Le monument aux morts

Ils sont 31 inscrits sur le monument aux morts de La Celle-sur-Morin, petit village de Seine-et-Marne. Ils ont entre 20 et 41 ans, sont cultivateurs, manœuvres, charretiers, employés aux Chemins de Fer, maçons ou bouchers. Ils sont célibataires, mariés, pères de famille. Ils sont frères, cousins, oncles et neveux, beaux-frères, voisins… ils se connaissent presque tous.

Ce samedi 1er août 1914, le tocsin de l’église a prévenu les habitants de l’ordre de mobilisation générale. Dans les jours qui ont suivi, presque tous les hommes adultes sont partis rejoindre leur régiment.

Ordre de mobilisation générale août 1914

Parcours de Poilus

Eugène Benoist est le premier mort du village. Il a 26 ans et disparaît à Longwy, au cours de la bataille des Ardennes, le 22 août 1914. Ce jour est le plus meurtrier de la Première Guerre Mondiale. Rien que dans son régiment, le 76ème Régiment d’Infanterie, 421 militaires seront blessés, tués ou portés disparus. Son corps ne sera jamais retrouvé et son décès ne sera officialisé qu’en 1920.

Fernand Benoist, Jules Royer et Emile Camus se sont tous mariés au cours du printemps ou de l’été 1914. Ils ont 25 ans, la vie devant eux et pleins de projets en tête lorsque la guerre éclate. Ils meurent avant Noël 1914 et laissent trois jeunes veuves – Madeleine, Georgette et Hélène – qui mettront parfois des décennies avant de reconstruire leur vie.

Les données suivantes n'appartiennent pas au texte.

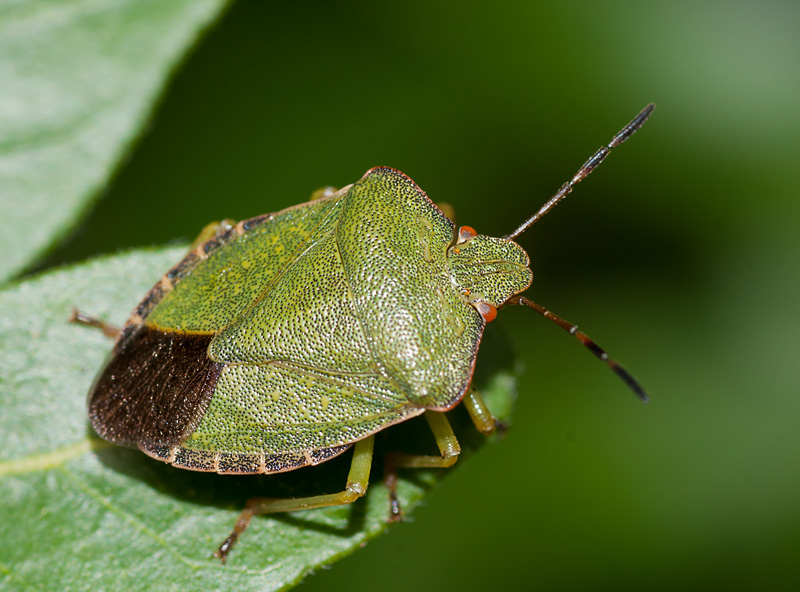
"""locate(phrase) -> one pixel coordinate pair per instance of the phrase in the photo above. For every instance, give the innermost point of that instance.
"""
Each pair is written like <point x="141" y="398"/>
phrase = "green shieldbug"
<point x="281" y="341"/>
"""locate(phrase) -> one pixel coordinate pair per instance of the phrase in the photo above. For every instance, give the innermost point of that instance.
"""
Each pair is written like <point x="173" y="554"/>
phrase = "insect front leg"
<point x="209" y="230"/>
<point x="448" y="447"/>
<point x="357" y="481"/>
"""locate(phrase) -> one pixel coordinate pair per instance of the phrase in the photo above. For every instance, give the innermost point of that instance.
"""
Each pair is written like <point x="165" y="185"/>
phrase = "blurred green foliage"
<point x="678" y="255"/>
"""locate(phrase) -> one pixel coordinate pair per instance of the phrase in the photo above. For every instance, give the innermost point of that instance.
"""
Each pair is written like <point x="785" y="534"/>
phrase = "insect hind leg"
<point x="357" y="481"/>
<point x="448" y="447"/>
<point x="80" y="318"/>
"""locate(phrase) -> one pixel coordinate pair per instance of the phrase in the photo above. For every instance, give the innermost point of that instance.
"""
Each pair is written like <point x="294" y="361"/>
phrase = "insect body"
<point x="283" y="340"/>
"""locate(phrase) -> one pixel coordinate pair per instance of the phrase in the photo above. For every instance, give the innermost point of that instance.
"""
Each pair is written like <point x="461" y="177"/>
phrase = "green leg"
<point x="357" y="481"/>
<point x="448" y="447"/>
<point x="80" y="318"/>
<point x="484" y="421"/>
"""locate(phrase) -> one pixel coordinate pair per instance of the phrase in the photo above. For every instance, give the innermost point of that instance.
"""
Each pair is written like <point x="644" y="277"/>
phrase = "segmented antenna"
<point x="587" y="342"/>
<point x="584" y="171"/>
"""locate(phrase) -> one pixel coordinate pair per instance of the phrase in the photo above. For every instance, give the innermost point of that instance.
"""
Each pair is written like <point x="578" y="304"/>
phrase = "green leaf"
<point x="79" y="513"/>
<point x="78" y="81"/>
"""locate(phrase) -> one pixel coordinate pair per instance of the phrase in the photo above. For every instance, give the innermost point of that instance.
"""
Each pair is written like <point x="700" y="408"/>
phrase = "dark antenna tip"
<point x="586" y="169"/>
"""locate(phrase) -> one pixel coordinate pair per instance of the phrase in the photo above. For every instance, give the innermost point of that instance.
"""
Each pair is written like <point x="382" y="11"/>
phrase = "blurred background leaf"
<point x="78" y="81"/>
<point x="679" y="255"/>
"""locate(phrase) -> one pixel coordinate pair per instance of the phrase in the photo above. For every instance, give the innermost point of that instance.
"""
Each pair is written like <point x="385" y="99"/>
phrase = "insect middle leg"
<point x="479" y="413"/>
<point x="357" y="481"/>
<point x="448" y="447"/>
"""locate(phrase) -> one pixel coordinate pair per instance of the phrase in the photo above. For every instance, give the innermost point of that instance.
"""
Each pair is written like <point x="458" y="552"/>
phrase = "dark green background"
<point x="680" y="256"/>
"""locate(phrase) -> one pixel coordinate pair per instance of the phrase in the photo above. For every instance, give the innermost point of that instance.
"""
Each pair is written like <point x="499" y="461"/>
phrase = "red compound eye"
<point x="487" y="311"/>
<point x="465" y="233"/>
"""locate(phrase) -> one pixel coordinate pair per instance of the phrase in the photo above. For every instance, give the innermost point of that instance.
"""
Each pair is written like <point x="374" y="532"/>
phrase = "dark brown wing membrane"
<point x="155" y="388"/>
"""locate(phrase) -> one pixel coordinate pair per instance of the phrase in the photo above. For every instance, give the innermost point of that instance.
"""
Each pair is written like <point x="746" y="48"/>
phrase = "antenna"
<point x="584" y="171"/>
<point x="587" y="341"/>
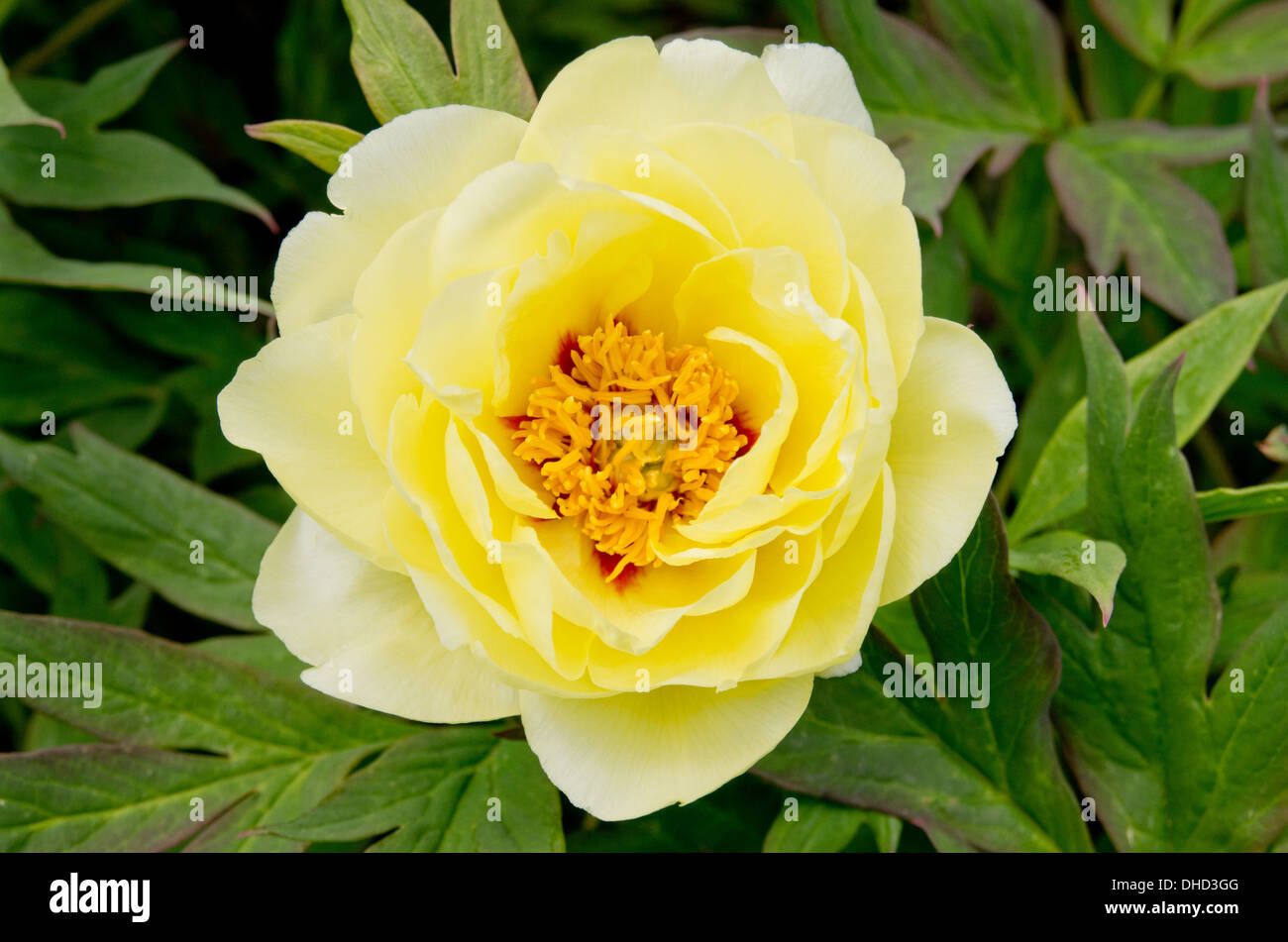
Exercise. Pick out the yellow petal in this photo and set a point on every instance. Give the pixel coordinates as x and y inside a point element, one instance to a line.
<point>837,607</point>
<point>314,593</point>
<point>291,404</point>
<point>815,80</point>
<point>954,420</point>
<point>627,84</point>
<point>390,297</point>
<point>630,754</point>
<point>772,200</point>
<point>862,183</point>
<point>720,648</point>
<point>416,162</point>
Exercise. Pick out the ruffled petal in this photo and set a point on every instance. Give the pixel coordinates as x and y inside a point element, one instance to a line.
<point>291,404</point>
<point>413,163</point>
<point>814,80</point>
<point>631,754</point>
<point>954,418</point>
<point>368,633</point>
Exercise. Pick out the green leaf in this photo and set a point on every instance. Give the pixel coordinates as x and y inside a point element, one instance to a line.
<point>1250,598</point>
<point>1142,26</point>
<point>93,168</point>
<point>112,90</point>
<point>986,777</point>
<point>317,142</point>
<point>402,64</point>
<point>263,652</point>
<point>452,789</point>
<point>1198,16</point>
<point>14,111</point>
<point>1125,203</point>
<point>25,261</point>
<point>1228,503</point>
<point>827,828</point>
<point>1247,47</point>
<point>274,747</point>
<point>923,102</point>
<point>56,360</point>
<point>1013,47</point>
<point>143,519</point>
<point>1112,77</point>
<point>1275,444</point>
<point>1065,554</point>
<point>1216,347</point>
<point>490,72</point>
<point>1266,197</point>
<point>1168,769</point>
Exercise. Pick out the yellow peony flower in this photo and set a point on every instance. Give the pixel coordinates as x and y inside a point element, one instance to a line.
<point>623,420</point>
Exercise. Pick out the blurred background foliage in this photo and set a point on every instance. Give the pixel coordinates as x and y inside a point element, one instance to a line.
<point>149,381</point>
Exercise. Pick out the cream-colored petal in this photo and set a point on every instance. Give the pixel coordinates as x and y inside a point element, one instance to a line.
<point>368,635</point>
<point>772,200</point>
<point>390,297</point>
<point>416,162</point>
<point>765,293</point>
<point>953,422</point>
<point>837,607</point>
<point>862,183</point>
<point>627,84</point>
<point>630,754</point>
<point>815,80</point>
<point>291,404</point>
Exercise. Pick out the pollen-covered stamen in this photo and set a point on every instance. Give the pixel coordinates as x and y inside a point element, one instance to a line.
<point>631,437</point>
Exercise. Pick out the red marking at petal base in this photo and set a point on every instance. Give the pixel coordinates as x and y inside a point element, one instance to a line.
<point>567,344</point>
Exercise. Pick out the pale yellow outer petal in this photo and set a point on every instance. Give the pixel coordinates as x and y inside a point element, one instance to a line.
<point>862,183</point>
<point>941,480</point>
<point>416,162</point>
<point>627,84</point>
<point>291,404</point>
<point>814,80</point>
<point>368,635</point>
<point>631,754</point>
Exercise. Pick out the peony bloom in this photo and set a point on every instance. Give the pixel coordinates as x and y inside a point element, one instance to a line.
<point>622,420</point>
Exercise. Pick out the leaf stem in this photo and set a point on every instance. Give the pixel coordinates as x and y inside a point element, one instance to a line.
<point>71,31</point>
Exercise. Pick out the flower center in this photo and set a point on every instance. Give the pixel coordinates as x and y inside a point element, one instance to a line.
<point>630,435</point>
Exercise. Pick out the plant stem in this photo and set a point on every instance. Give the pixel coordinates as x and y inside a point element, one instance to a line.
<point>71,31</point>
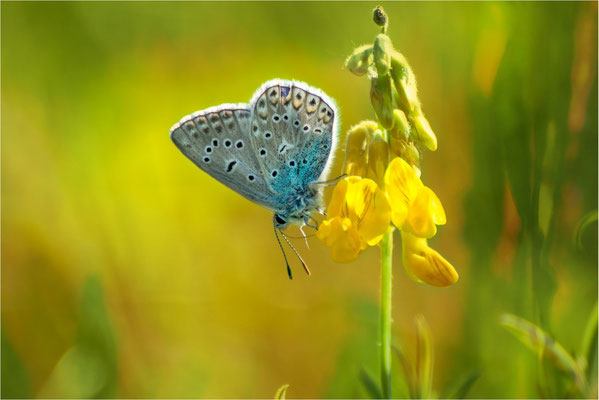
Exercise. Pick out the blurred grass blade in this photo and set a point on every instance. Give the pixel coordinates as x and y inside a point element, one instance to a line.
<point>544,346</point>
<point>461,388</point>
<point>582,226</point>
<point>588,351</point>
<point>370,384</point>
<point>408,371</point>
<point>15,381</point>
<point>88,368</point>
<point>281,392</point>
<point>424,359</point>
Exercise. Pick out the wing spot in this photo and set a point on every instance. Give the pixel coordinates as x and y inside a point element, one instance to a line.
<point>231,166</point>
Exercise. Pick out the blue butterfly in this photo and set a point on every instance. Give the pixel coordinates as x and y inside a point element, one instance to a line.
<point>273,151</point>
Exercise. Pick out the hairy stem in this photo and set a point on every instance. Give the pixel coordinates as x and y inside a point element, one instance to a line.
<point>385,316</point>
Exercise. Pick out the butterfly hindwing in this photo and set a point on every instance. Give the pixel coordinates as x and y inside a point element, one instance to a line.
<point>217,140</point>
<point>292,132</point>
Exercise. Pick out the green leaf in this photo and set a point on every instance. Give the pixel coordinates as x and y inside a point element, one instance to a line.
<point>281,392</point>
<point>461,388</point>
<point>544,346</point>
<point>15,381</point>
<point>370,384</point>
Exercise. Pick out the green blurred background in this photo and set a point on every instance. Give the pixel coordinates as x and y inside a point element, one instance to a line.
<point>128,272</point>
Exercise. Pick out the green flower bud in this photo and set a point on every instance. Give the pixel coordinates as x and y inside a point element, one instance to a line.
<point>378,159</point>
<point>381,96</point>
<point>424,133</point>
<point>401,126</point>
<point>360,60</point>
<point>404,82</point>
<point>382,53</point>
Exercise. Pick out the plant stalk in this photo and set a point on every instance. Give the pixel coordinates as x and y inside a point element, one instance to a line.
<point>385,316</point>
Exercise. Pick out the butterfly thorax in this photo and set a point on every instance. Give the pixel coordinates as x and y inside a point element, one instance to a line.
<point>299,208</point>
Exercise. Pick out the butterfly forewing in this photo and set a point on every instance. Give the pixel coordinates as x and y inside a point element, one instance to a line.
<point>217,140</point>
<point>292,132</point>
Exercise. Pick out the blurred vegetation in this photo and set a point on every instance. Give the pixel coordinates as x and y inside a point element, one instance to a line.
<point>127,272</point>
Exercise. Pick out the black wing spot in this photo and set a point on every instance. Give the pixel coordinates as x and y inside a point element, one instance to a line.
<point>231,166</point>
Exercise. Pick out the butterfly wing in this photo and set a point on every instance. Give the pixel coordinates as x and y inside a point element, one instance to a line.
<point>293,131</point>
<point>217,140</point>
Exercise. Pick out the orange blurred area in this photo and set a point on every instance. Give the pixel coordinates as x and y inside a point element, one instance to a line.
<point>113,241</point>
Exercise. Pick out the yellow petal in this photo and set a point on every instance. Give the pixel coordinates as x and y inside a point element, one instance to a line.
<point>375,220</point>
<point>402,185</point>
<point>425,264</point>
<point>337,200</point>
<point>425,214</point>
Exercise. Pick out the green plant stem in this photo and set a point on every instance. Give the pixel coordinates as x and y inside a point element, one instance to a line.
<point>385,316</point>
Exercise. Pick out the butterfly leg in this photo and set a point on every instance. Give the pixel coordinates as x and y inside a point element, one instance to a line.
<point>304,235</point>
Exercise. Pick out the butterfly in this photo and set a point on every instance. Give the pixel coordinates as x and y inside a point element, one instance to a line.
<point>274,150</point>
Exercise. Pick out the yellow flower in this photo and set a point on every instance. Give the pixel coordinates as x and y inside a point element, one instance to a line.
<point>424,264</point>
<point>414,207</point>
<point>358,216</point>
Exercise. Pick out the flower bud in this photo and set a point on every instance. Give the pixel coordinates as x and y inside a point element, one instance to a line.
<point>424,133</point>
<point>410,153</point>
<point>404,82</point>
<point>381,96</point>
<point>360,60</point>
<point>378,159</point>
<point>381,51</point>
<point>355,150</point>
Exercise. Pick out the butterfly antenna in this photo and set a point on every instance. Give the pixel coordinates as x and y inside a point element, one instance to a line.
<point>283,250</point>
<point>296,253</point>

Gustave et Maurice Bourjot sont deux frères originaires de Guérard, la commune voisine, qui ont épousé deux sœurs de La Celle-sur-Morin. Maurice, le cadet, décède en octobre 1914 dans le Pas-de-Calais. Tout d’abord inhumé anonymement, il ne sera identifié qu’en 1923 et transféré à la Nécropole Nationale de la Targette à Neuville-Saint-Vaast. Gustave mourra en septembre 1916 dans la Meuse. Des sept fils Bourjot mobilisés en 1914, deux ne reviendront pas, un sera lourdement blessé.

Charles Brunet est l’oncle de Paul Brunet. Paul, 22 ans, et Charles, 34 ans, ont disparu à l’automne 1914. La dépouille de Charles ne sera jamais retrouvée, le Tribunal de la Seine déclarera son décès en juillet 1920. Sa famille inscrira son nom sur le caveau familial du cimetière du village.

Jules Herbert est garde-champêtre à Boissy-le-Châtel, à une quinzaine de kilomètres de son village natal. Il est marié et père de cinq enfants encore jeunes. Il a 41 ans, à quelques mois près, il aurait échappé à la mobilisation. Lorsqu’il disparaît en janvier 1915, l’armée le suppose prisonnier. Sa famille doit espérer, se rassurer… mais il ne donne pas de nouvelles. La guerre finie, il faut bien se résoudre à accepter son décès, qui sera officiellement prononcé en 1921. Son corps, retrouvé quelques mois plus tard, sera inhumé à la Nécropole Nationale de Crouy. Sa femme élèvera seule leurs enfants et décédera au début des années 1960.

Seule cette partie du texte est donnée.